Having fallen from a helicopter, bounced off a car and landed face
down on the pavement, it looked like Chev Chelios (Jason Statham) was
dead at the end of 2006’s Crank. The only explanation Crank:
High Voltage
needs for keeping him alive is that he’s in an
ultra-sadistic, live-action equivalent to a Road Runner cartoon. This
film ends with Chelios on fire, flipping off the audience.
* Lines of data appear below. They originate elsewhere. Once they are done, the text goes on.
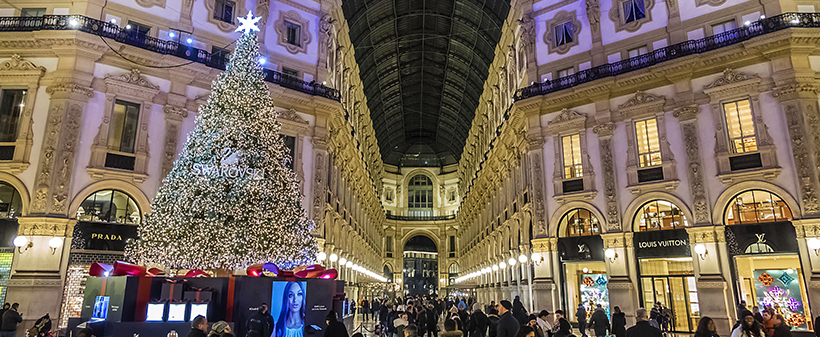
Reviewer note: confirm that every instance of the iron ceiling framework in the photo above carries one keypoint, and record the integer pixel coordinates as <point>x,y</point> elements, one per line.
<point>423,64</point>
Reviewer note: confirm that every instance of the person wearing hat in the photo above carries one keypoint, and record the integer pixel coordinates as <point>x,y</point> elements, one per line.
<point>562,328</point>
<point>581,315</point>
<point>749,327</point>
<point>642,328</point>
<point>507,324</point>
<point>220,329</point>
<point>334,327</point>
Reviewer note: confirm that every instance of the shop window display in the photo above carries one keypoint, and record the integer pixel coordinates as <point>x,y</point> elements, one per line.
<point>659,215</point>
<point>670,283</point>
<point>757,207</point>
<point>580,222</point>
<point>110,206</point>
<point>587,285</point>
<point>776,282</point>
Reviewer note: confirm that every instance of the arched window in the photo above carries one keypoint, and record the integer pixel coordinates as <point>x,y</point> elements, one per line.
<point>110,206</point>
<point>420,196</point>
<point>757,206</point>
<point>10,202</point>
<point>580,222</point>
<point>659,215</point>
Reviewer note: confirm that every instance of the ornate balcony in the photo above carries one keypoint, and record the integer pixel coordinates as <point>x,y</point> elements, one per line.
<point>132,38</point>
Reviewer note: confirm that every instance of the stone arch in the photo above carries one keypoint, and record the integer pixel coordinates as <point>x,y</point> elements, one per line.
<point>719,209</point>
<point>421,232</point>
<point>632,209</point>
<point>555,219</point>
<point>131,190</point>
<point>20,186</point>
<point>405,187</point>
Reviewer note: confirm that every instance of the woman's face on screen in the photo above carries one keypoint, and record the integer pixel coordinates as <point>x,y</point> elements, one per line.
<point>295,297</point>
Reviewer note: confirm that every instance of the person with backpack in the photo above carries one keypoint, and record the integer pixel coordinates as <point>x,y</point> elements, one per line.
<point>41,327</point>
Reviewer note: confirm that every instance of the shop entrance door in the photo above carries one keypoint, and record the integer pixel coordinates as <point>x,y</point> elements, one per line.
<point>678,293</point>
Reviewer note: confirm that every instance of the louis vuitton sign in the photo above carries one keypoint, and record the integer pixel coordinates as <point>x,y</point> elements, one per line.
<point>665,243</point>
<point>581,248</point>
<point>775,237</point>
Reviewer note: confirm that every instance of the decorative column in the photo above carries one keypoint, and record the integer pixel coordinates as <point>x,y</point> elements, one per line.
<point>546,294</point>
<point>320,167</point>
<point>809,230</point>
<point>712,272</point>
<point>620,267</point>
<point>604,132</point>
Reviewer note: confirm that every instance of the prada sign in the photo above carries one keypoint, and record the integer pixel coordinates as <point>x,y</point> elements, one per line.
<point>775,237</point>
<point>581,248</point>
<point>102,236</point>
<point>665,243</point>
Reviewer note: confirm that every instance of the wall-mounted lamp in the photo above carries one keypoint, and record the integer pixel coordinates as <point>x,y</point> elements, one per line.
<point>814,244</point>
<point>700,249</point>
<point>537,258</point>
<point>20,242</point>
<point>55,243</point>
<point>611,254</point>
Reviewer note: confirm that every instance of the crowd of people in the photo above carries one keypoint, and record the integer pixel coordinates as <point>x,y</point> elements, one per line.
<point>419,316</point>
<point>463,317</point>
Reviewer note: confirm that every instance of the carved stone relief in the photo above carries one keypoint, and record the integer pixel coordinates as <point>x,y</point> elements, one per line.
<point>305,37</point>
<point>604,132</point>
<point>695,172</point>
<point>151,3</point>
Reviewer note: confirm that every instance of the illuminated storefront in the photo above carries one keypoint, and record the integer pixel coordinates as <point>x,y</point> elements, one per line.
<point>105,221</point>
<point>763,246</point>
<point>665,269</point>
<point>582,260</point>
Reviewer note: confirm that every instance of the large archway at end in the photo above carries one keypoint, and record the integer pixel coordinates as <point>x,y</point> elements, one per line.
<point>420,266</point>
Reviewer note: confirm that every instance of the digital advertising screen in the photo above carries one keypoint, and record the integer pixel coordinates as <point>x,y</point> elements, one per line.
<point>155,312</point>
<point>100,312</point>
<point>176,312</point>
<point>198,309</point>
<point>288,308</point>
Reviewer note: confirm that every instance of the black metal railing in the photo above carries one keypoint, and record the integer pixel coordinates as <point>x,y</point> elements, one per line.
<point>133,38</point>
<point>691,47</point>
<point>420,217</point>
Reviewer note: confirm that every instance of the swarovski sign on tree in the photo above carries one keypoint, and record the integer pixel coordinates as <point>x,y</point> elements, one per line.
<point>230,200</point>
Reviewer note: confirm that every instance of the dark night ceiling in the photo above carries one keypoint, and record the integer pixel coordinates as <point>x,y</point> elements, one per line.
<point>423,64</point>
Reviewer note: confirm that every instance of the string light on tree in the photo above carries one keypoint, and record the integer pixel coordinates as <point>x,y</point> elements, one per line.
<point>230,200</point>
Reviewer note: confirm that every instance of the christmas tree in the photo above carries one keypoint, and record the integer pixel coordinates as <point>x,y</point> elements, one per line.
<point>230,200</point>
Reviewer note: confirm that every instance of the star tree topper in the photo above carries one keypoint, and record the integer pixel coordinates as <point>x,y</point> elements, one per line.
<point>248,23</point>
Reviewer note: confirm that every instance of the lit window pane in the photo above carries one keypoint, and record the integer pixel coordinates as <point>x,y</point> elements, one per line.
<point>648,143</point>
<point>740,126</point>
<point>573,166</point>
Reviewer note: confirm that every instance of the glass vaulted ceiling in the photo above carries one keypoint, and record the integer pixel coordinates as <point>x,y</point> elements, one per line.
<point>423,64</point>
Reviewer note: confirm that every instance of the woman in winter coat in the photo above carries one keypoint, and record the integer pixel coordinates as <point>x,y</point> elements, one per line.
<point>618,322</point>
<point>706,328</point>
<point>493,326</point>
<point>599,322</point>
<point>748,327</point>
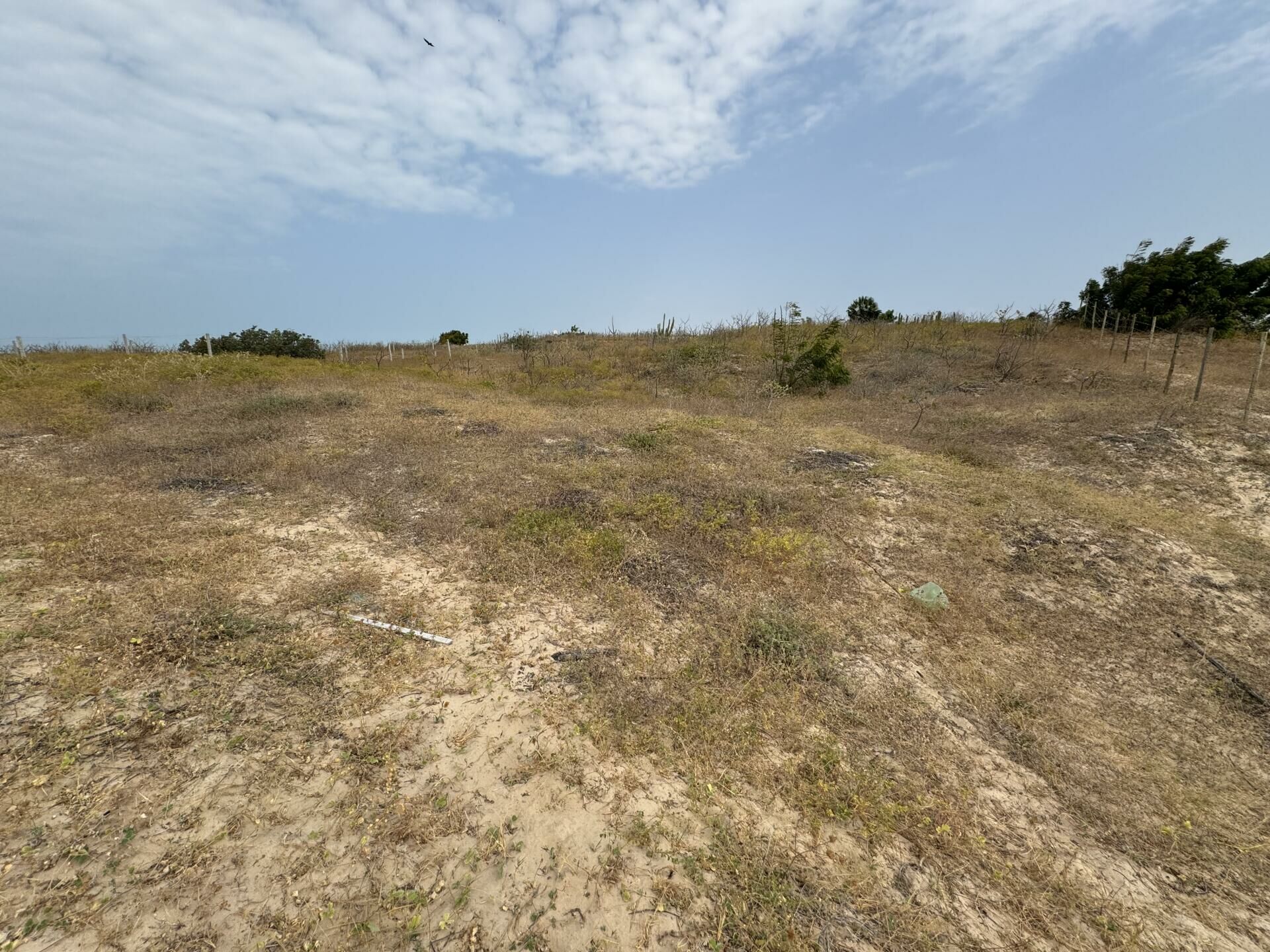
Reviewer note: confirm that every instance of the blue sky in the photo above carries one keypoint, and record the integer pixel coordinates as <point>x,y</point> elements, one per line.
<point>172,168</point>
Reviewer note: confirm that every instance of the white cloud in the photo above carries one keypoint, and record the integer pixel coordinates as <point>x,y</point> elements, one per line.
<point>139,125</point>
<point>1241,65</point>
<point>926,169</point>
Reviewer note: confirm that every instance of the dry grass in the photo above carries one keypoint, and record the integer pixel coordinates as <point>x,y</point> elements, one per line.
<point>788,752</point>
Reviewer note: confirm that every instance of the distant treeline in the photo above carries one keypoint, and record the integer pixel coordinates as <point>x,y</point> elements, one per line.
<point>1181,286</point>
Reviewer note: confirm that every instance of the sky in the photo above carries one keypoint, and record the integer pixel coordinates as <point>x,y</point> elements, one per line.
<point>389,169</point>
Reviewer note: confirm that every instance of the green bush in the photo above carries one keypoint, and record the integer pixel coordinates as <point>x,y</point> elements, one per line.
<point>820,365</point>
<point>257,340</point>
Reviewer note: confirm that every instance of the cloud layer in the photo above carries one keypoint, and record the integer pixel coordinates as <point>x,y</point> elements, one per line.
<point>148,124</point>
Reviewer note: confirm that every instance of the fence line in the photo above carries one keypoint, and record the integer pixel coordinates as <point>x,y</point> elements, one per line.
<point>429,350</point>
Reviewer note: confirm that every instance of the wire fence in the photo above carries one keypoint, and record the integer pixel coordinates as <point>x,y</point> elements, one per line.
<point>1107,338</point>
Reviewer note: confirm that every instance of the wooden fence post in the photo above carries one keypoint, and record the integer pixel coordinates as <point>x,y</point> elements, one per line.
<point>1114,332</point>
<point>1203,364</point>
<point>1173,361</point>
<point>1256,372</point>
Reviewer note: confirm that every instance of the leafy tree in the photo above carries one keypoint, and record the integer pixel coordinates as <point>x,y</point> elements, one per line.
<point>1188,285</point>
<point>865,309</point>
<point>1066,314</point>
<point>257,340</point>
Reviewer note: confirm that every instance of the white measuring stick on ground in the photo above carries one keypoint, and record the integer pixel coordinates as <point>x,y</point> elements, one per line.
<point>426,636</point>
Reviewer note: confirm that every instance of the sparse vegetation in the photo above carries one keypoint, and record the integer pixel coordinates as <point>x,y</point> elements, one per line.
<point>687,699</point>
<point>263,343</point>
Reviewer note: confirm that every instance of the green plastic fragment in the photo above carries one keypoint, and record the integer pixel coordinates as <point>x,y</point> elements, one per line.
<point>930,596</point>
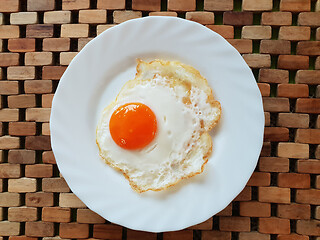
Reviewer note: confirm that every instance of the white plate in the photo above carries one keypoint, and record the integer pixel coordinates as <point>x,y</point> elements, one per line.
<point>94,78</point>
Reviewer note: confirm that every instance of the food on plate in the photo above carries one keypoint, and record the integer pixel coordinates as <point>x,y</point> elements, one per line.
<point>156,131</point>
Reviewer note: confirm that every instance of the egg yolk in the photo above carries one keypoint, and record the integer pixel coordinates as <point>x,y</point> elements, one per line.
<point>133,126</point>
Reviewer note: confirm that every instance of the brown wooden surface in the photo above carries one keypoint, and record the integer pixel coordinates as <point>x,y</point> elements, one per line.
<point>280,41</point>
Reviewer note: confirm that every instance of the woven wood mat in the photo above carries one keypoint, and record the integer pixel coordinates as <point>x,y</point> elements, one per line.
<point>280,41</point>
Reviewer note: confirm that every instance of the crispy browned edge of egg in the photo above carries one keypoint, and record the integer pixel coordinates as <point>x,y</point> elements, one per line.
<point>214,103</point>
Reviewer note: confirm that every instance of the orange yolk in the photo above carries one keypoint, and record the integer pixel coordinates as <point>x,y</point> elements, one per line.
<point>133,126</point>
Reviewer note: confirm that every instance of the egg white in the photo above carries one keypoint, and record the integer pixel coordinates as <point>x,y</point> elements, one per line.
<point>181,146</point>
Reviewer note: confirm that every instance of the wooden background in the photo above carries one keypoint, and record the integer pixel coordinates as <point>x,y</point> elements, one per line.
<point>279,39</point>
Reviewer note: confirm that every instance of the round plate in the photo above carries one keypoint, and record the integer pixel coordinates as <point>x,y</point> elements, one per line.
<point>92,81</point>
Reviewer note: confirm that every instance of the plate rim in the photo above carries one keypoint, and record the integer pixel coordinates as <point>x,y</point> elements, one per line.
<point>74,61</point>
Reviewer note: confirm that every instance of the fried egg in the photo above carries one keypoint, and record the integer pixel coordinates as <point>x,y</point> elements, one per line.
<point>156,131</point>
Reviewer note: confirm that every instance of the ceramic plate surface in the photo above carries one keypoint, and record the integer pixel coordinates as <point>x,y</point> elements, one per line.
<point>93,80</point>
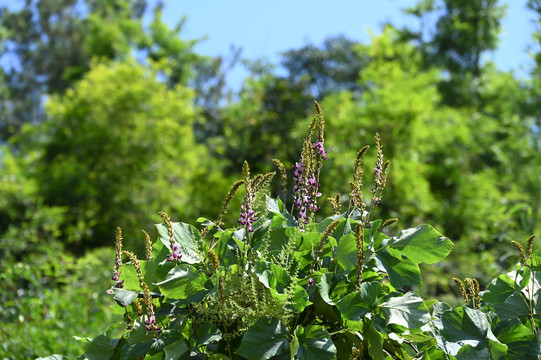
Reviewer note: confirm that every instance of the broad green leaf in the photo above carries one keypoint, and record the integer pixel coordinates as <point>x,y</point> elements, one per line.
<point>536,260</point>
<point>219,357</point>
<point>139,333</point>
<point>375,342</point>
<point>281,236</point>
<point>324,288</point>
<point>515,305</point>
<point>408,311</point>
<point>401,272</point>
<point>131,280</point>
<point>422,244</point>
<point>100,348</point>
<point>310,241</point>
<point>315,343</point>
<point>520,340</point>
<point>182,281</point>
<point>274,277</point>
<point>468,352</point>
<point>346,256</point>
<point>499,290</point>
<point>167,337</point>
<point>135,350</point>
<point>300,300</point>
<point>187,237</point>
<point>124,297</point>
<point>276,206</point>
<point>268,337</point>
<point>355,306</point>
<point>176,350</point>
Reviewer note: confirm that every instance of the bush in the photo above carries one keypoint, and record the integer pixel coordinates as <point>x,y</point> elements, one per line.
<point>282,285</point>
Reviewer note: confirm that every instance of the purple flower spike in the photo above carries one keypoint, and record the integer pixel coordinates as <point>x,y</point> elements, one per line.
<point>318,146</point>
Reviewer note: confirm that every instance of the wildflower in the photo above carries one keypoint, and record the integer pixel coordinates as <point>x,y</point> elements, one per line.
<point>318,146</point>
<point>118,261</point>
<point>247,214</point>
<point>176,254</point>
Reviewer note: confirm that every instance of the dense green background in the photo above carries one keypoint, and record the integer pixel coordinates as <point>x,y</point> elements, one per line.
<point>106,122</point>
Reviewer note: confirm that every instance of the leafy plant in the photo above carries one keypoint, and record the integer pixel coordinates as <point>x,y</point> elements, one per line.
<point>283,285</point>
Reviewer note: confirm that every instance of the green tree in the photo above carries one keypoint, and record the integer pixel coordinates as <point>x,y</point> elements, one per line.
<point>116,146</point>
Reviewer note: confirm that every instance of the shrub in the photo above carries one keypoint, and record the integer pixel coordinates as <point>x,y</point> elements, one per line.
<point>283,285</point>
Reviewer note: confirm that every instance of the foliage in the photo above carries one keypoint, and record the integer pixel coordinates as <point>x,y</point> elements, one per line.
<point>51,297</point>
<point>282,285</point>
<point>120,127</point>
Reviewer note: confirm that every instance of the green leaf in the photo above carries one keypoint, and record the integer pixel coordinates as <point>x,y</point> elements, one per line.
<point>276,206</point>
<point>346,256</point>
<point>129,274</point>
<point>268,337</point>
<point>176,350</point>
<point>100,348</point>
<point>187,237</point>
<point>536,260</point>
<point>315,343</point>
<point>281,236</point>
<point>300,300</point>
<point>499,290</point>
<point>167,337</point>
<point>520,340</point>
<point>208,333</point>
<point>182,281</point>
<point>135,350</point>
<point>310,241</point>
<point>402,272</point>
<point>124,297</point>
<point>409,311</point>
<point>422,244</point>
<point>467,327</point>
<point>375,342</point>
<point>274,277</point>
<point>355,306</point>
<point>324,287</point>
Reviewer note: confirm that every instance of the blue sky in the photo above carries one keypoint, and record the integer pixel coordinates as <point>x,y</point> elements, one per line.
<point>266,28</point>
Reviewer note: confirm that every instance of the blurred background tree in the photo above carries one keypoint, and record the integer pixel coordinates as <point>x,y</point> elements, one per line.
<point>107,119</point>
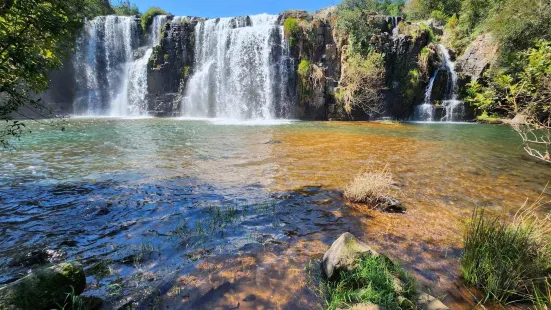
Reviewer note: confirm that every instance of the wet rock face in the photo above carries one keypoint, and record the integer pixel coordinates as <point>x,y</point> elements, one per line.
<point>344,255</point>
<point>169,68</point>
<point>402,58</point>
<point>44,288</point>
<point>478,57</point>
<point>320,44</point>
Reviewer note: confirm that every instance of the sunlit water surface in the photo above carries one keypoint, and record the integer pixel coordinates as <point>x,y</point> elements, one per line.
<point>213,214</point>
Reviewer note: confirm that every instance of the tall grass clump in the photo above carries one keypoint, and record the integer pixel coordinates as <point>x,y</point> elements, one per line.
<point>369,187</point>
<point>510,261</point>
<point>373,281</point>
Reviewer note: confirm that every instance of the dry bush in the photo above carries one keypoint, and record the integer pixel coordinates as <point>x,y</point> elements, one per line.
<point>370,187</point>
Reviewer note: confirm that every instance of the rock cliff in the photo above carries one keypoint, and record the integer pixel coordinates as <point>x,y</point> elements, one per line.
<point>170,66</point>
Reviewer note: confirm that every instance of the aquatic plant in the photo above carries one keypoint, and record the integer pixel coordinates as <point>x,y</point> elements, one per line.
<point>509,260</point>
<point>369,187</point>
<point>373,281</point>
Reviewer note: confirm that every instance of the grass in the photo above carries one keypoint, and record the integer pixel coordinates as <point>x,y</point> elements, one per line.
<point>510,261</point>
<point>369,187</point>
<point>373,281</point>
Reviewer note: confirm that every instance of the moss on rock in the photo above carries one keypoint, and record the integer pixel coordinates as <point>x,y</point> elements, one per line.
<point>44,288</point>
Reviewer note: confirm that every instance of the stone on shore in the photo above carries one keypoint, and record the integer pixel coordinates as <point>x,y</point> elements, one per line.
<point>44,288</point>
<point>344,255</point>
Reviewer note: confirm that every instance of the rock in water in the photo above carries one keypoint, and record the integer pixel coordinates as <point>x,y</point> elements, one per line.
<point>427,302</point>
<point>44,288</point>
<point>344,254</point>
<point>390,204</point>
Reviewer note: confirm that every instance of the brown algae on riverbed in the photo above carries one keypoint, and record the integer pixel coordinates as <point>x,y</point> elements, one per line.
<point>211,216</point>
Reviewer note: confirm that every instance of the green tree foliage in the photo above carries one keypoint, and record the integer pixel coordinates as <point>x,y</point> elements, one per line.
<point>353,18</point>
<point>147,18</point>
<point>524,88</point>
<point>125,8</point>
<point>362,83</point>
<point>424,9</point>
<point>391,7</point>
<point>35,37</point>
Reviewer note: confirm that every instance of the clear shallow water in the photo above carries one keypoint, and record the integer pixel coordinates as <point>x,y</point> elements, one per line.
<point>150,205</point>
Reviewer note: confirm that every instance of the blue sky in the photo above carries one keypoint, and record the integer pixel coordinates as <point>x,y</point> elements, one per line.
<point>226,8</point>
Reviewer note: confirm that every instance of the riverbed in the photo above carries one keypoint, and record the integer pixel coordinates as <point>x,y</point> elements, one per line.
<point>214,215</point>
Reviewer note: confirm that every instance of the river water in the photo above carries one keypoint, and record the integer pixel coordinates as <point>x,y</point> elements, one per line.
<point>209,214</point>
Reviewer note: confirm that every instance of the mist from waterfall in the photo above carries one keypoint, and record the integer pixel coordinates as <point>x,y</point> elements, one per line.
<point>111,67</point>
<point>454,108</point>
<point>241,70</point>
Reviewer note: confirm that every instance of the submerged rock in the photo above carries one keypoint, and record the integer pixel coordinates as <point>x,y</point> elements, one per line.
<point>390,204</point>
<point>427,302</point>
<point>344,254</point>
<point>44,288</point>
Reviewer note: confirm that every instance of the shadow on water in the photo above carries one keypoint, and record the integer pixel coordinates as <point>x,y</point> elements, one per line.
<point>187,215</point>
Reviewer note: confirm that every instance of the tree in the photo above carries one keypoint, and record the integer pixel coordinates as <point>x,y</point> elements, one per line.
<point>35,37</point>
<point>354,18</point>
<point>532,99</point>
<point>362,83</point>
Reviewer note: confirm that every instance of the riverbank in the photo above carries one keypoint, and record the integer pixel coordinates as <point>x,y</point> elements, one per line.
<point>189,212</point>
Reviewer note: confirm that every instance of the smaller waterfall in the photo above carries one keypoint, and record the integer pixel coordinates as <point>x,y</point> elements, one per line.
<point>454,108</point>
<point>394,21</point>
<point>111,67</point>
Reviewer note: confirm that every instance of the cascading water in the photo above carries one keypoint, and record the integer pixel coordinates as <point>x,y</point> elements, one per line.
<point>454,108</point>
<point>111,67</point>
<point>241,70</point>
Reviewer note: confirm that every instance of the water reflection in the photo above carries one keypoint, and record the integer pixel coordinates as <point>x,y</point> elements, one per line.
<point>146,203</point>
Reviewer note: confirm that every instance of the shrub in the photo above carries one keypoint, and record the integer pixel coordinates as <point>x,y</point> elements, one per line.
<point>368,187</point>
<point>362,82</point>
<point>125,8</point>
<point>438,16</point>
<point>354,17</point>
<point>303,68</point>
<point>371,282</point>
<point>291,30</point>
<point>147,18</point>
<point>509,261</point>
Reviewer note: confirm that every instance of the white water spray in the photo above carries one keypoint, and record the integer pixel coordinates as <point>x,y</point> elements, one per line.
<point>111,68</point>
<point>454,108</point>
<point>241,70</point>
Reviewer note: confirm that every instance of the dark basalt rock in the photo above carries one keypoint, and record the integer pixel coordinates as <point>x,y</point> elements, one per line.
<point>169,68</point>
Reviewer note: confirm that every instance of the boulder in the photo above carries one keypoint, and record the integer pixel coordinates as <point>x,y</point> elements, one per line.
<point>390,204</point>
<point>44,288</point>
<point>344,255</point>
<point>427,302</point>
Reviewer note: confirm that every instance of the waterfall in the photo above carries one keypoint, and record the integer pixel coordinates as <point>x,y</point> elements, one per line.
<point>241,70</point>
<point>111,67</point>
<point>453,107</point>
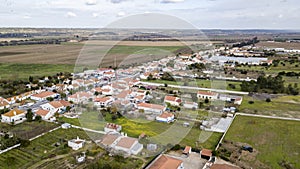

Crank was overpraised as an off-the-wall action picture, when
its blase attitude toward its own shock-value undermined any sense of
danger in the mayhem. Being too obvious in letting viewers know when
it’s supposed to be funny, it was a calculated subversion. The sequel
improves by dispensing with the half of Crank that strived to be
a regular action movie. It’s 100 percent insane, and though its desire
to offend at any cost reveals it’s just a stunt, its existence is
startling.

Chelios, having had his heart replaced with a mechanical one, needs
to find ways to keep electrical currents moving through his body to
keep it pumping. The first Crank at least had a better premise:
By needing to keep his adrenaline above a certain level, Chelios’
search for excitement was a perfect summation of Grand Theft
Auto
thrill-junkie culture. Chelios looking for his heart would
only be an apt metaphor if Crank: High Voltage weren’t so
content to be so heartless.

Not since Natural Born Killers has a Hollywood movie this
relentlessly pursued the experience of a bad acid trip. Crank
2
‘s jittery freak show resembles Japanese films like Ichi the
Killer
and Tetsuo: The Iron Man. The film’s sense of humour
is largely obnoxious, but when the humour works, it’s because it’s
testing your incredulity. Filmmakers Mark Nevaldine and Brian Taylor
will do anything to get a rise out of jaded viewers. Look closely in
Chelios’ raid on a villain’s home, and you’ll see a severed head fly
out a top story window. I’m not sure even the scriptwriters know what’s
implied in a scene where Chelios’ girlfriend Eve (Amy Smart) orgasms to
the sight of a male race horse jumping over her. And if an R-rated
movie can now show a stripper being shot and bleeding silicone, what’s
left to hide?

Look, it’s disgusting. Feel safe in knowing that the audience for a
movie like this is pretty slim. But in its own overkill (through
spastic editing, and Mike Patton’s manic score, the film found its
shape in post-production), it’s the outrageously bizarre movie the
first Crank fell short of being. Crank: High Voltage will
be referred to on lists of sequels that bettered their originals.